Les modèles de simulation offrent des possibilités étendues en matière d’évaluation des impacts de la sécheresse et de recherche de voies d’adaptation. Des bases de données climatiques et pédologiques sont disponibles à cet effet (Brisson et al., 2006). Des applications opérationnelles spatialisées existent pour la production fourragère (Ruget et al., 2006) mais pas encore pour les grandes cultures.

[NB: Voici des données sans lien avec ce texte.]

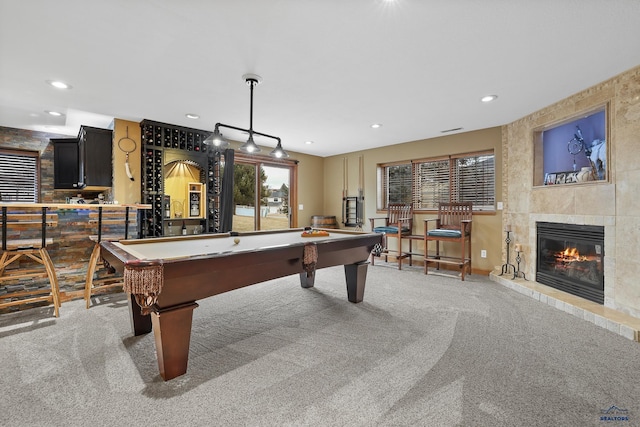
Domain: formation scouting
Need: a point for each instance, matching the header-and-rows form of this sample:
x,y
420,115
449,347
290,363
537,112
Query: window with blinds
x,y
19,171
464,178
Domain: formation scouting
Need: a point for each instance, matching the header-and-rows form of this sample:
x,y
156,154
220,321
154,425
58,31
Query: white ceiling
x,y
330,68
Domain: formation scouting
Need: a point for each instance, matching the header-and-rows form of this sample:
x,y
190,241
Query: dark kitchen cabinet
x,y
65,163
84,162
94,151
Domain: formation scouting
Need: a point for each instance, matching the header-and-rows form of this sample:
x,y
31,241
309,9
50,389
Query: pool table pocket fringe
x,y
144,279
310,258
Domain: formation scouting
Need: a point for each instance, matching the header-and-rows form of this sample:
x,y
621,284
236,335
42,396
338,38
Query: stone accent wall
x,y
72,247
614,204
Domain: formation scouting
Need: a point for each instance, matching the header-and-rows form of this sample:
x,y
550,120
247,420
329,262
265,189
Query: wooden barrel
x,y
324,221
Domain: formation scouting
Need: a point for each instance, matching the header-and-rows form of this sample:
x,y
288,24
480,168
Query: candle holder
x,y
505,267
517,272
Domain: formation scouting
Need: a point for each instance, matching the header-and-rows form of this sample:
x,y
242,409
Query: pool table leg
x,y
356,275
307,281
140,324
172,332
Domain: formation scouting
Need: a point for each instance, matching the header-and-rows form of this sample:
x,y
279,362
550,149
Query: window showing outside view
x,y
268,210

Cependant, la représentation réaliste des pratiques agricoles pose un problème pour l’évaluation des conséquences de la sécheresse et son utilisation dans le cadre de procédures d’indemnisation.

L’approche satellitaire permet une représentation spatialisée des états de la végétation à plusieurs moments du cycle cultural (indice foliaire, indice de stress hydrique…). Ces données peuvent être assimilées dans les modèles de simulation des cultures évoqués plus haut. Cependant, la prévision du rendement est encore un objectif difficile à atteindre car de nombreux facteurs limitants peuvent survenir en fin de cycle.

Pour ces raisons, l’exploitation de données statistiques, dont il faudrait discuter par ailleurs la représentativité et la précision, reste une méthode de base pour l’évaluation des impacts de la sécheresse en grande culture aux échelles nationale et régionale.